It looks like we have our most likely candidates for the "Dogs of the Dow" for 2009. This is often misunderstood as an investment vehicle. These are the 10 highest dividend-yielding stocks out of the 30 DJIA components rather than the worst 10 of 30 DJIA performers from the prior year. When you go back and look, there are many of these which actually were among the worst performers. As of yesterday morning we had not seen any formal announcements as to which DJIA components were on this list, so do not be shocked if there are some changes. Also, another thing to consider is that the dividend "actuality" may change in many of these financial stocks as some announcements have already been made.

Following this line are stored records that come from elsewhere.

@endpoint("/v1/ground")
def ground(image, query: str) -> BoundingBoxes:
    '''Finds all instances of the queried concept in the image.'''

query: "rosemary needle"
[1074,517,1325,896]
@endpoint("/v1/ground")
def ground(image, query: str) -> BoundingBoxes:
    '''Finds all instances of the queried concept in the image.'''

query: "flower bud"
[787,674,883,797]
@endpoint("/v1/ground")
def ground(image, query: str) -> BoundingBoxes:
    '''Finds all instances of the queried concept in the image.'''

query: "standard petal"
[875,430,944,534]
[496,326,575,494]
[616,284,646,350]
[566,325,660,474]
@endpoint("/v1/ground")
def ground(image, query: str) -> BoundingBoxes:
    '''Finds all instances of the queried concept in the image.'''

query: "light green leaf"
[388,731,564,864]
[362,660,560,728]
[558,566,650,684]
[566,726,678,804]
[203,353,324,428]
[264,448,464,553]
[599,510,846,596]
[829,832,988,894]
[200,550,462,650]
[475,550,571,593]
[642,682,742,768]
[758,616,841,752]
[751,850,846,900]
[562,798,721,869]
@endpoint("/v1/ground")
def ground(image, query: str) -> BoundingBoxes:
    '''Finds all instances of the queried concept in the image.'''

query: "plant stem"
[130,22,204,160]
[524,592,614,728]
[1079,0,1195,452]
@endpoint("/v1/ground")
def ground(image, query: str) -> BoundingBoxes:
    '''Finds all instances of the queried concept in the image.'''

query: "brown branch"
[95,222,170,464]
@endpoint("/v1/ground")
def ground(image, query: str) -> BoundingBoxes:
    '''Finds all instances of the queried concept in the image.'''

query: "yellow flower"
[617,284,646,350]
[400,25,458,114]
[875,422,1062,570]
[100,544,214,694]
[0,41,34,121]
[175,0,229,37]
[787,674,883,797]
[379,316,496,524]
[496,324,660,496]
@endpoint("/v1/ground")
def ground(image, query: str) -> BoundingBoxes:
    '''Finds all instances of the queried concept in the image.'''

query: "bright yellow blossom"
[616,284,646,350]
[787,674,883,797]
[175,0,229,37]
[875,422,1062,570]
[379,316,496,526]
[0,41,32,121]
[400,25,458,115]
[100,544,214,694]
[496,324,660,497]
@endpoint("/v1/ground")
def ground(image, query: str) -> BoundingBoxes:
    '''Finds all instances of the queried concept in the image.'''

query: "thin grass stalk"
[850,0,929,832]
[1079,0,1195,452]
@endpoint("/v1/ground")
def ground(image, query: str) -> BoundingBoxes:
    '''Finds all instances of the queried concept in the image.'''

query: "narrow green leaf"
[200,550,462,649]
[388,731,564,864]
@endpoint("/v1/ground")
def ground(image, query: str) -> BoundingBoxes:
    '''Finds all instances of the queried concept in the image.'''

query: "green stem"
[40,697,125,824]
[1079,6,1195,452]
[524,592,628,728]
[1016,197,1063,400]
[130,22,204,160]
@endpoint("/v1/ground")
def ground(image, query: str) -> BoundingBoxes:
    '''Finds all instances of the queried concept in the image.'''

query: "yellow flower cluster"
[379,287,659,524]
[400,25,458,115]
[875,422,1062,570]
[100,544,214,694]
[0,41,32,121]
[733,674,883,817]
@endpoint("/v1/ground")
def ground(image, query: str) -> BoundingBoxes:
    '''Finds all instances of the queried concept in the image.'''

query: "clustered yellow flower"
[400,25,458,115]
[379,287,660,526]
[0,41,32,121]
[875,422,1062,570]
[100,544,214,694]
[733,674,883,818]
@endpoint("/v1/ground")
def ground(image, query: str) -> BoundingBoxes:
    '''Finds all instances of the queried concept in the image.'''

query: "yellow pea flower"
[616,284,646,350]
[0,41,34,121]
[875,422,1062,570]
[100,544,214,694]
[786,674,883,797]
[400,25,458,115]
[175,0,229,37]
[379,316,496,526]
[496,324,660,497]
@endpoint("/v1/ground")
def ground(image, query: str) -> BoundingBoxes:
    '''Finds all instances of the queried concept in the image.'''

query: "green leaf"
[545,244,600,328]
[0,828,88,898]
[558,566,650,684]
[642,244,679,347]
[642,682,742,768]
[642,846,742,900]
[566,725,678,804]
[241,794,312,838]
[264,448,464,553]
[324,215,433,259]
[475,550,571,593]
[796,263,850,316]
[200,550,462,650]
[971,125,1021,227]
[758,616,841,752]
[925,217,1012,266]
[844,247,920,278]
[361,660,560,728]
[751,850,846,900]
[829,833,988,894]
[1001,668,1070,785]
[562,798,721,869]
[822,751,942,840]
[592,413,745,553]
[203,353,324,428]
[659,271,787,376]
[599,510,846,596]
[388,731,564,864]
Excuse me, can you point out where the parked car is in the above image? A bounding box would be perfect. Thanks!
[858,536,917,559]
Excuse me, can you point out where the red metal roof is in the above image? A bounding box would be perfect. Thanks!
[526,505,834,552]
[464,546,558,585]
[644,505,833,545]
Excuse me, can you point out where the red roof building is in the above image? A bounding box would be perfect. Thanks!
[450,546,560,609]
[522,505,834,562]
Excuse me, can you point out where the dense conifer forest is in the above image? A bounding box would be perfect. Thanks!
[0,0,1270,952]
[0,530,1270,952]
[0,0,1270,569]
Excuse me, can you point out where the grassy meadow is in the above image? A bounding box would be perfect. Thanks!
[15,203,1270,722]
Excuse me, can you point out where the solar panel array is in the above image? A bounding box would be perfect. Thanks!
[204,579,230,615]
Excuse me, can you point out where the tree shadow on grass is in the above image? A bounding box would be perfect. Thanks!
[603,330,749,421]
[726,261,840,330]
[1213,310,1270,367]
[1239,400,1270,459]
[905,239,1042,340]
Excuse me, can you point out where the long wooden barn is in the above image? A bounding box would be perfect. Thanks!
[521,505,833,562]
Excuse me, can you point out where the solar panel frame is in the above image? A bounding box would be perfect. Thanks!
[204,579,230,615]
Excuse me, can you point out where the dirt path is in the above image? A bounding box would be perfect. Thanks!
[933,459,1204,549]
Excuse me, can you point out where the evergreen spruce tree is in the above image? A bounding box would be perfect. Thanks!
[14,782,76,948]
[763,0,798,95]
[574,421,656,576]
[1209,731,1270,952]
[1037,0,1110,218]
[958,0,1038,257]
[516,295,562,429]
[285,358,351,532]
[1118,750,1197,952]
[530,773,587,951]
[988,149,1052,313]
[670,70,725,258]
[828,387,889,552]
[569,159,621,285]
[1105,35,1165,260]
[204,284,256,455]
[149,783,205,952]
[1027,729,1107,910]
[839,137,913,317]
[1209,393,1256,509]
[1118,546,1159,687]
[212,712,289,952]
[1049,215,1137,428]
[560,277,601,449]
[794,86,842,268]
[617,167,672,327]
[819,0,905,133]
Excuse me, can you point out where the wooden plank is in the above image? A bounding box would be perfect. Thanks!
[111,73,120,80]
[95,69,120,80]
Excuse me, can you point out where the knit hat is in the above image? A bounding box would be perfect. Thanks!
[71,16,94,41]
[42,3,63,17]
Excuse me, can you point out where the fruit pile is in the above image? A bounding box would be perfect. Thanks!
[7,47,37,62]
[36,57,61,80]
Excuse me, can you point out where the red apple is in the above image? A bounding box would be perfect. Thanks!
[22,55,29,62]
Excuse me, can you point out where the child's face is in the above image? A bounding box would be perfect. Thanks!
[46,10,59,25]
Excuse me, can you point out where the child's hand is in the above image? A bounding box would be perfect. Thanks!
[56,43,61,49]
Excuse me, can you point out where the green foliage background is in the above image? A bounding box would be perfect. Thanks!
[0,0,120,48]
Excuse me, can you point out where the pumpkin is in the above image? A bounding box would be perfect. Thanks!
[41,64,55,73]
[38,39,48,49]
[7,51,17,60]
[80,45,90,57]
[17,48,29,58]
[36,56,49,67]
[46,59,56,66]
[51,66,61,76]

DJIA Component (Ticker) YIELD
Alcoa (NYSE: AA) 6.40%
AT&T (NYSE: T) 5.90%
Bank of America (NYSE: BAC) 9.70%
Citigroup (NYSE: C) 9.40%
DuPont (NYSE: DD) 6.50%
General Electric (NYSE: GE) 7.80%
JPMorgan Chase (NYSE: JPM) 4.90%
Merck (NYSE: MRK) 5.10%
Pfizer (NYSE: PFE) 7.20%
Verizon (NYSE: VZ) 5.50%
We would also advise you that the next round of DJIA changes could be coming now that so many changes are in the works inside most large companies today. 2008 was a year of being "A Dog for the Dogs of the Dow" with many of these stocks down more than 50% from January 1, 2008.
Just a week ago, there was a 5.00% dividend yield hurdle which is now lower because of some year end rallies. Again, don’t be shocked if the actual Dogs are slightly different than this list.